Guilin is mainly known for the magical karst landscape surrounding it, but next to the nature there is also plenty of culture. In fact, the town has been an imperial city since the Qin Dynasty and its main estate bears witness to this glorious past and the city’s long history. The Jingjiang Mansion, also called the Jingjiang Princes’ City, was the seat of the Jingjiang Family, who reigned in this part of China between 1368 and 1644. The mansion was built after the first Ming Emperor, Zhu Yuanzhan, made his nephew, today known as King or Prince Jingjiang, ruler of the Guilin region.

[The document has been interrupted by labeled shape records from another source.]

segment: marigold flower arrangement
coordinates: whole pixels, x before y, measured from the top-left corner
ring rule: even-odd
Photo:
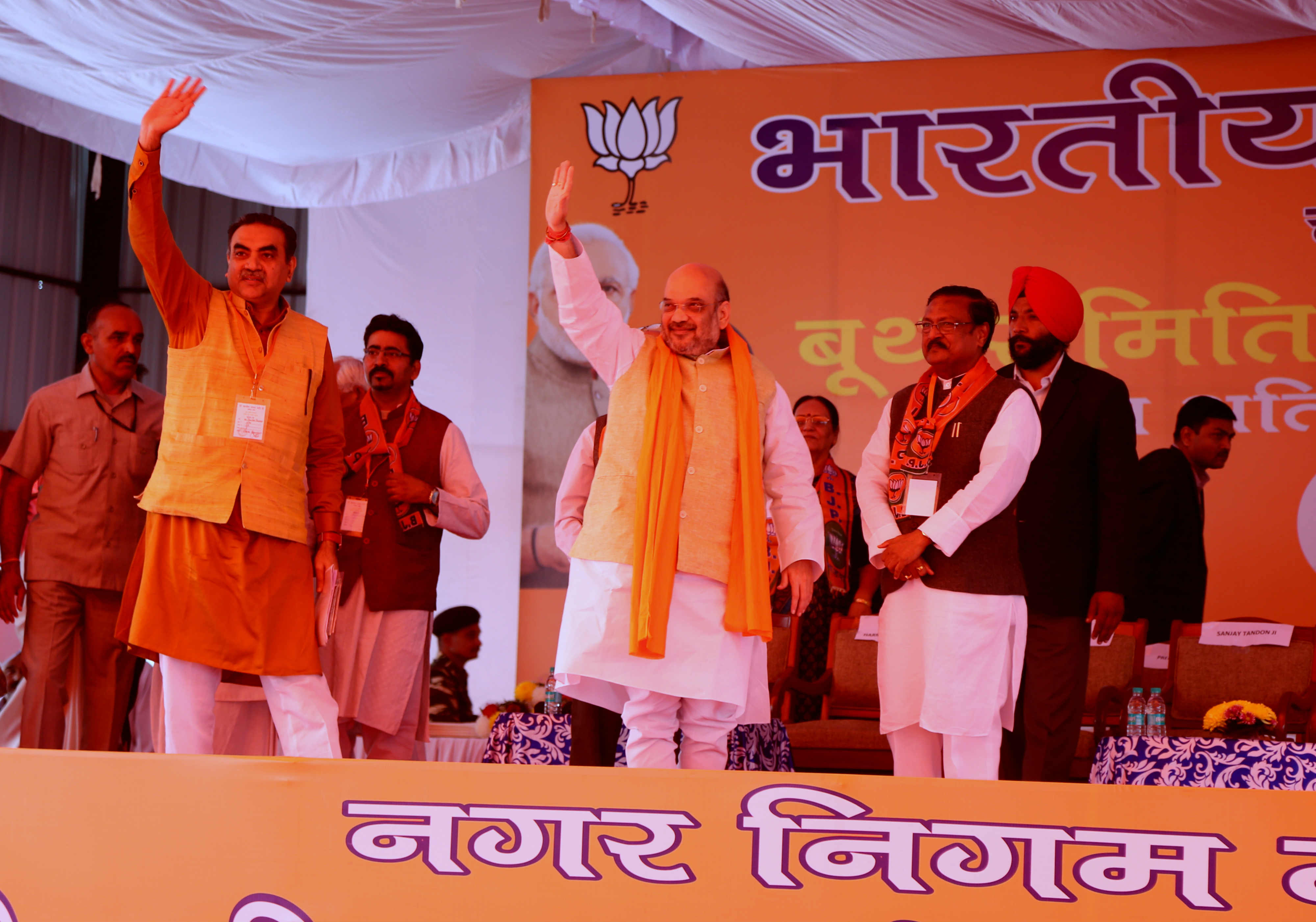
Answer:
[[[1252,735],[1274,731],[1279,723],[1275,711],[1252,701],[1225,701],[1216,705],[1202,718],[1203,730],[1215,730],[1234,735]]]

Designed to function as the inner city of Guilin, the mansion and grounds are very extensive and include four halls, several pavilions and over 40 secondary buildings surrounding the main mansion. The property was built in the typical imperial style and according to the strict rules of the Ming Dynasty, which can be seen in the yellow walls that are topped by tiered roofs and encircled by tall, red pillars. The property is also enclosed by a 1.5-kilometer-long wall with the buildings, gates, the palace, the gardens and the quarters being arranged on a symmetrical axis.
The center of this axis is a karst hill called the Solitary Beauty Peak, a towering 216 meter high mass of sharp limestone cliffs interspersed by green vegetation. Exactly 306 steps lead to the top of the peak, where visitors can find the Solitary Beauty Pavilion with its red pillars, as well as panoramic views over the now modern city. It took over 20 years to build the imperial city and 630 years of history took place within those walls, but today, Jingjiang Mansion is the site of the Guangxi Normal University.
Jingjiang Mansion can be found in the center of Guilin and opens daily from 8:30am to 5:30pm. The closest bus station is Lequn Road, which is serviced by bus numbers 1, 22, 30, 99 and 100.